Latest News

Menko Airlangga: Pentingnya Terapkan GCG untuk Keberlanjutan Bisnis dan Upaya Menarik Investasi

Berita Golkar – Menteri Koordinator Bidang Perekonomian Airlangga Hartarto mengatakan sejumlah faktor yang menyebabkan terjadinya krisis ekonomi di Indonesia.

Benang merah dari sejumlah faktor ini adalah tata kelola perusahaan atau good corporate governance (GCG) yang tidak berjalan dengan baik.

“Kelemahan tata kelola perusahaan merupakan salah satu penyebab krisis ekonomi tahun 1998 dan kelemahan tersebut antara lain kualitas investasi yang buruk serta diversifikasi usaha yang sangat luas,” ucap Airlangga dikutip Jumat (28/05/2021).

Ia mengatakan kondisi pandemi ini menjadi pembelajaran pentingnya keberlangsungan bisnis, pentingnya perusahaan memperhatikan semua stakeholder serta pihak yang terlibat dalam rantai pasok dan juga para konsumen.

Hal lain yang tidak kalah penting adalah kecepatan perusahaan dalam merespons hal-hal yang sebelumnya tidak terduga terjadi.

“Kita sadar kebutuhan akan good corporate governance sebagai fondasi utama dalam pengambilan keputusan yang lebih baik. Berbagai upaya telah dilakukan untuk mengatasi tata kelola di Indonesia,” ucap Airlangga.

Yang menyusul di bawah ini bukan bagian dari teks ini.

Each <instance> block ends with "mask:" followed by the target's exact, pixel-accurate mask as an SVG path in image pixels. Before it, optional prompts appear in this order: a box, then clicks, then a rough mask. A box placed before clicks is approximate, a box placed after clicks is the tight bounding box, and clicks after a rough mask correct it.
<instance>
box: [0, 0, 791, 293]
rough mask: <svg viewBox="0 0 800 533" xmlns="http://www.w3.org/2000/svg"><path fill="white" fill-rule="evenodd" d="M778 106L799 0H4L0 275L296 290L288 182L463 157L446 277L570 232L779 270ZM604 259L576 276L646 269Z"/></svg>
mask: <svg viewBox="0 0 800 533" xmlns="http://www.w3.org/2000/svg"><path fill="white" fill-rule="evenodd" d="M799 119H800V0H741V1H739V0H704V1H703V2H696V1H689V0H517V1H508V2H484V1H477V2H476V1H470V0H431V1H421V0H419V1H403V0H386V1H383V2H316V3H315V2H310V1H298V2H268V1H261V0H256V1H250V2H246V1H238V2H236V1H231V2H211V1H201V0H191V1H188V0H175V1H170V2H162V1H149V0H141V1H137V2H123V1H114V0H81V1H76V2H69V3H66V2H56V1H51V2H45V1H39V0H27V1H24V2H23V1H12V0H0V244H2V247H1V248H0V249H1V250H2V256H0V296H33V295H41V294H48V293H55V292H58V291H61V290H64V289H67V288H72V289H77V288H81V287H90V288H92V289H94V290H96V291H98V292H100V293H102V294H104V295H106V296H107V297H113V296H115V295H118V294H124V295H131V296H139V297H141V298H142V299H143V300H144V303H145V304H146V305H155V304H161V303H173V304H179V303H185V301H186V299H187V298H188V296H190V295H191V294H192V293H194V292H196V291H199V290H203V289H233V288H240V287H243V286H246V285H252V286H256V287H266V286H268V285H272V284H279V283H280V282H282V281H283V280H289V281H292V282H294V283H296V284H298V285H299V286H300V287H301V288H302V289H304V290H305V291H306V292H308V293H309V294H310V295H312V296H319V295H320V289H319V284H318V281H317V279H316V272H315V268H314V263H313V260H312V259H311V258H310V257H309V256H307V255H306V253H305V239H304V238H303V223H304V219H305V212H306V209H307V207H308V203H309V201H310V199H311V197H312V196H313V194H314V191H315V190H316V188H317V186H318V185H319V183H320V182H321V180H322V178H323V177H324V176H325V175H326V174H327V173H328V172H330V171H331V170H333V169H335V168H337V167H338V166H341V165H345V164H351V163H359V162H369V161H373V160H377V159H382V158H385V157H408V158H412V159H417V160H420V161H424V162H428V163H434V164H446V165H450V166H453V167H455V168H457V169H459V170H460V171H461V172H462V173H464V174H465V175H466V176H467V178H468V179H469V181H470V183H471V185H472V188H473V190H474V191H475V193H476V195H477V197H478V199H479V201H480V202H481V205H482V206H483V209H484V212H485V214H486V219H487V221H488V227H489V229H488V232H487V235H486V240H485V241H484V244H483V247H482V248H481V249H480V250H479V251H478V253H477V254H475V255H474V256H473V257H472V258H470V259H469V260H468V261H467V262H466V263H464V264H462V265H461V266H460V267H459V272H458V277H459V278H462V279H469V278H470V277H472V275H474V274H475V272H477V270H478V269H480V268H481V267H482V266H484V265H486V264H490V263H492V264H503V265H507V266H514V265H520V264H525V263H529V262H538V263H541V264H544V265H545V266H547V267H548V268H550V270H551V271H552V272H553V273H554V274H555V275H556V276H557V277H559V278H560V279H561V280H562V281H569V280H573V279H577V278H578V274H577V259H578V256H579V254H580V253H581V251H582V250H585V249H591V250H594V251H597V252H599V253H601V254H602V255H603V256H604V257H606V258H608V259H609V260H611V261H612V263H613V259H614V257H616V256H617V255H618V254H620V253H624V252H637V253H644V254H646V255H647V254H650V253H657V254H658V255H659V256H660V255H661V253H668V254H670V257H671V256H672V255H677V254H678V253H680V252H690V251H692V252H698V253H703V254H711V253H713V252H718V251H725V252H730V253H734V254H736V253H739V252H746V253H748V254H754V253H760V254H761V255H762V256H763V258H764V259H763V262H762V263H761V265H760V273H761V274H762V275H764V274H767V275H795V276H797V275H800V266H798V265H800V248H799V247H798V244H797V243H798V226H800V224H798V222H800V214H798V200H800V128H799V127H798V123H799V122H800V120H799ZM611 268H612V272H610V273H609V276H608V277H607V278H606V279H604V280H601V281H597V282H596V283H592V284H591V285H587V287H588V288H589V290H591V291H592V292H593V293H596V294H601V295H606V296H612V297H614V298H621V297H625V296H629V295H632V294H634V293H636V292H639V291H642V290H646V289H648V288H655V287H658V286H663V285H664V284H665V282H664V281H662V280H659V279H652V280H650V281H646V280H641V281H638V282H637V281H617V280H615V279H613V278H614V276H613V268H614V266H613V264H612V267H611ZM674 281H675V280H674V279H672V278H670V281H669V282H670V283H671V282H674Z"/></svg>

Salah satu upaya yang dilakukan adalah pada tahun 1999 Pemerintah membentuk Komite Nasional Kebijakan Good Corporate Governance.

Lembaga tersebut bertugas untuk membangun kesadaran pentingnya tata kelola perusahaan serta menyusun beberapa pedoman tata kelola.

Otoritas Jasa Keuangan juga telah membuat peta arah tata kelola perusahaan Indonesia di awal tahun 2014.

Pedoman ini terutama ditujukan untuk emiten dan perusahaan publik dan upaya reformasi tata kelola ini selanjutnya mendorong timbulnya insentif lain dari berbagai lembaga.

Kesadaran reformasi tata kelola juga menjadi kolektif secara regional sehingga ASEAN melalui ASEAN Capital Market Forum memperkenalkan ASEAN Corporate Governance Scorecard (ACGS) di tahun 2011.

Airlangga mengatakan pada tahun 2019, 10 perusahaan di Indonesia tercatat masuk dalam kategori ASEAN Asset Class berdasarkan ACGS. Hal ini menjadi prestasi bagi Indonesia.

“Jumlah perusahaan tercatat yang masuk dalam ACGS setiap tahun juga mengalami peningkatan artinya sudah banyak perusahaan dapat yang memiliki tata kelola yang baik,” kata Airlangga.

Mengenai kaitan tujuan pembangunan berkelanjutan (Sustainable Development Goals atau SDGs) dengan GCG, Airlangga mengatakan seluruh pihak perlu mengubah prioritas dan mulai mengidentifikasikan risiko di depan mata yang menjadi bagian dari SDG.

Beberapa di antaranya yaitu seperti perubahan iklim, keanekaragaman hayati, bencana alam dan bencana lingkungan akibat ulah manusia.

“Berbagai langkah pertama dapat dilakukan dengan model ekonomi yang berkelanjutan untuk itu praktek environment social governance (ESG) dan sering disebut sebagai lingkungan sosial dan tata kelola perlu dilakukan pada seluruh aktivitas bisnis,” katanya.

Menurut Airlangga, perusahaan perlu menyadari bahwa resiko dan mengumpulkan data ini penting untuk membangun perusahaan yang memiliki resilient di masa mendatang.

Secara geografis Indonesia juga rentan terhadap perubahan iklim dan bencana, sehingga akan banyak kerugian yang ditanggung jika prinsip lingkungan sosial dan tata kelola ini tidak dijalankan.

Selain itu, penerapan ESG juga terbukti berdampak positif bagi kinerja perusahaan. Pemerintah tidak bisa bekerja sendiri untuk mewujudkan SDGs perlu usaha kolektif dari Pemerintah perusahaan media lembaga pendidikan.

“Tata kelola yang efektif hanya dapat terwujud bila kesadaran bersama bisa terbentuk dengan prinsip tata kelola yang baik mulai dari akar rumput sampai dengan jenjang para pengambil keputusan strategi,” kata Airlangga.